Russia's Lukoil Mulls Selling Bulgarian, Romanian Operations

Russian oil giant Lukoil said on Thursday it is contemplating over divesting assets in Europe, including Bulgarian and Romanian operations, Russian media reported.

Depending on investor interest, the businesses could be sold in one deal, or as separate companies, or could be spun off in a new entity that will be listed on a stock market, Lukoil's president Vagit Alekperov told RBK in an interview.

He explained that these assets have become non-core for the company, which has shifted its focus to exploration and development of oil and gas fields in recent years.

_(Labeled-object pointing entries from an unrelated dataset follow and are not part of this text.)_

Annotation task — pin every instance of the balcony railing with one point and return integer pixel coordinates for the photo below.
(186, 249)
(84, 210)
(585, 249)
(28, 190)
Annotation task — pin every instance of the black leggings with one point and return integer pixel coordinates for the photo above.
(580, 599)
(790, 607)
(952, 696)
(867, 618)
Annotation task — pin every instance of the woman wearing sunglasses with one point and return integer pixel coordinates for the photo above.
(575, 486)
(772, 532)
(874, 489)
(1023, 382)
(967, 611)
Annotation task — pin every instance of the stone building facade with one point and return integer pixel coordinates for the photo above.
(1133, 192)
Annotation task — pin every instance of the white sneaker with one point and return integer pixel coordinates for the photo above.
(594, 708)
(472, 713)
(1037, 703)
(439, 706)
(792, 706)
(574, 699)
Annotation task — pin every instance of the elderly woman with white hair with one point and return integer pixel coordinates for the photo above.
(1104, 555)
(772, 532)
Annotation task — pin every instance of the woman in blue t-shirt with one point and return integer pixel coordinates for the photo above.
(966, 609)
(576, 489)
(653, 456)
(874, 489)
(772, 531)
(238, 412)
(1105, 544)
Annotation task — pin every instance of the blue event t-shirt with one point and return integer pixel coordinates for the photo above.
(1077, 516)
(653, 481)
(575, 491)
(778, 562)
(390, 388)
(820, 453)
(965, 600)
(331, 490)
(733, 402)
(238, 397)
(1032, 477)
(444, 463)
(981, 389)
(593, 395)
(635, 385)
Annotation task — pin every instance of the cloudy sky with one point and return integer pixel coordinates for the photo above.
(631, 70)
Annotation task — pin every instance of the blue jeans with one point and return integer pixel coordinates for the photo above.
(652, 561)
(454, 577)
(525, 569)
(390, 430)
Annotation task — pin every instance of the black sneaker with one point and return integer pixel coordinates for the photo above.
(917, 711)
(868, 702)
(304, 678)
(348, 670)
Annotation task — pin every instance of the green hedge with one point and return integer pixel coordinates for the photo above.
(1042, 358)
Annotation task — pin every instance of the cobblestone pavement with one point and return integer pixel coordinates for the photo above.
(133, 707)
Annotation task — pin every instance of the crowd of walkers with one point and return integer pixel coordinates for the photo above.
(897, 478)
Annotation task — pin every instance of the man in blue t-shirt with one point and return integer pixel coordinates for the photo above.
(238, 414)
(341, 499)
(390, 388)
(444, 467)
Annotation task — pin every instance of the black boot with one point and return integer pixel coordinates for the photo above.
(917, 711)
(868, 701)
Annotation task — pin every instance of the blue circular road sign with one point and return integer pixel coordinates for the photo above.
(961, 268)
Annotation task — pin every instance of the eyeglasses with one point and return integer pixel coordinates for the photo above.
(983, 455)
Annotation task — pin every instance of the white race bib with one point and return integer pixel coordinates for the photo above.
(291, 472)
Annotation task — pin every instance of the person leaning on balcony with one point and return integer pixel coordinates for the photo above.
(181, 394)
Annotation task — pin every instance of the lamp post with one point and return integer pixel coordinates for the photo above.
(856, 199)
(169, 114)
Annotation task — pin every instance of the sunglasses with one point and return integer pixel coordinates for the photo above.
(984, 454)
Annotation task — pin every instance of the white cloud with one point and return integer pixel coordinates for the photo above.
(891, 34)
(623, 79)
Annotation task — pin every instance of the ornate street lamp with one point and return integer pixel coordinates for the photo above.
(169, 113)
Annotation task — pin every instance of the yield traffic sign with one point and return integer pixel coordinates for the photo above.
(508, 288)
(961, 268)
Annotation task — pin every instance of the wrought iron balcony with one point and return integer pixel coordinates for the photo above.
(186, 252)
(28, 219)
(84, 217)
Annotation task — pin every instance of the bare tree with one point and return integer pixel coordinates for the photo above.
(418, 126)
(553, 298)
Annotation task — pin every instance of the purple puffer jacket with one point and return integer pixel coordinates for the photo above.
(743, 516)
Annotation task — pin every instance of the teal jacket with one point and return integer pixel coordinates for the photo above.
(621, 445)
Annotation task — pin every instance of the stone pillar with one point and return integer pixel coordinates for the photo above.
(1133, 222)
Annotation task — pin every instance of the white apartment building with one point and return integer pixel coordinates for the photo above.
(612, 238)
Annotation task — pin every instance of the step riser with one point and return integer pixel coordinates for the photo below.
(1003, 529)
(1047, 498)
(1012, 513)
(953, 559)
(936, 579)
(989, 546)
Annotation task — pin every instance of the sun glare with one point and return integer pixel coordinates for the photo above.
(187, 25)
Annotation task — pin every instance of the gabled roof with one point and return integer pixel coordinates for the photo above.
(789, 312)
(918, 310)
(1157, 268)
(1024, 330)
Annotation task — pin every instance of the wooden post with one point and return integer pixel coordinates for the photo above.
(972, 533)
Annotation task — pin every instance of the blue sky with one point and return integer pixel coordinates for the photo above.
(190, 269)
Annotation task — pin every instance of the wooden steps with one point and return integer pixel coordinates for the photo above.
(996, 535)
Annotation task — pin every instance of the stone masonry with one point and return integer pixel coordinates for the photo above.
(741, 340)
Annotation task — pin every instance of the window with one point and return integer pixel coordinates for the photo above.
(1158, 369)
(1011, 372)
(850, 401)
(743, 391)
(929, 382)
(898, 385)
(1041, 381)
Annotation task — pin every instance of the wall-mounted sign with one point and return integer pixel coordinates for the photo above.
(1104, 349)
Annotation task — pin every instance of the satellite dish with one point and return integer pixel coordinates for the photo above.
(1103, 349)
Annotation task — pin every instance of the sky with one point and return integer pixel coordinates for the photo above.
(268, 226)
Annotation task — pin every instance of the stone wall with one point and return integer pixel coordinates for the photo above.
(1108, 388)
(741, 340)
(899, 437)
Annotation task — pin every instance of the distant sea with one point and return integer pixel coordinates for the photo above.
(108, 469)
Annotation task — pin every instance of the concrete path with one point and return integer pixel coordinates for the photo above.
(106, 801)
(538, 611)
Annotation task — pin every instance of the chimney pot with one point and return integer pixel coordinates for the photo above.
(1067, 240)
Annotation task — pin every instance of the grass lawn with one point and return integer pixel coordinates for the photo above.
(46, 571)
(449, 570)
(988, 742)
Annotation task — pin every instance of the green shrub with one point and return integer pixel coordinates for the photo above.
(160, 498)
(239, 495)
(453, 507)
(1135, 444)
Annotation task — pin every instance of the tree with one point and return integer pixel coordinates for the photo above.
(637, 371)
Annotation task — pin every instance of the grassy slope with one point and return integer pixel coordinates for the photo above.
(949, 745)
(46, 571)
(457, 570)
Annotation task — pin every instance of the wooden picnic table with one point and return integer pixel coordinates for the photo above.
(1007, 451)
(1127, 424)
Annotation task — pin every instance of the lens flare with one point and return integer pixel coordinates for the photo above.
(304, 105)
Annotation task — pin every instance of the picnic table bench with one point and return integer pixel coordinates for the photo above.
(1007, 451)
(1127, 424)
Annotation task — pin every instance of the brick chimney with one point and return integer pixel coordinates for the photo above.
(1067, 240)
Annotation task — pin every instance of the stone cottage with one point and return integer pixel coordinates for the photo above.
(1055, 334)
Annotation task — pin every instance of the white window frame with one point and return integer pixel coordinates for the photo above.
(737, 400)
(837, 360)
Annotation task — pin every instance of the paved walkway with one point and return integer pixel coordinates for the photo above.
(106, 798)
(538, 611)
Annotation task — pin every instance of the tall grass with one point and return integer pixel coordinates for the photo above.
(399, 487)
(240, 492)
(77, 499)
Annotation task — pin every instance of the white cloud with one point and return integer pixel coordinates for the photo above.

In Romania, Lukoil operates the Petrotel-Lukoil refinery and runs more than 300 filling stations. According to its website, it has invested over $400 million in the country in 18 years, creating more than 3,100 jobs.

Lukoil Romania's assets stood at 1.25 billion lei ($309 million/275 million euro) at end-2015, according to finance ministry data. However, since July last year, Romanian prosecutors seized assets of the company worth up to 2 billion euro on suspicion of money laundering. Lukoil Romania's turnover stood at 5.437 million lei in 2015.

In Bulgaria, the Russian company owns the country's sole oil refinery, Lukoil Neftochim Burgas, and a chain of more than 200 filling stations. Its annual turnover exceeds $3 billion, with annual sales of about 2.5 million tons of petroleum products, most of the exported to ex-Yugoslavia countries, Greece and Turkey.

In May 2015, Alekperov officially opened a $1.5 billion heavy residue processing complex, built on the territory of the refinery in the Black Sea city of Burgas, which has a capacity of 2.5 million tonnes a year.

In 2014, Lukoil sold its filling stations in the Czech Republic (44), Hungary (75), and Slovakia (19) in a bid to optimise its oil products business.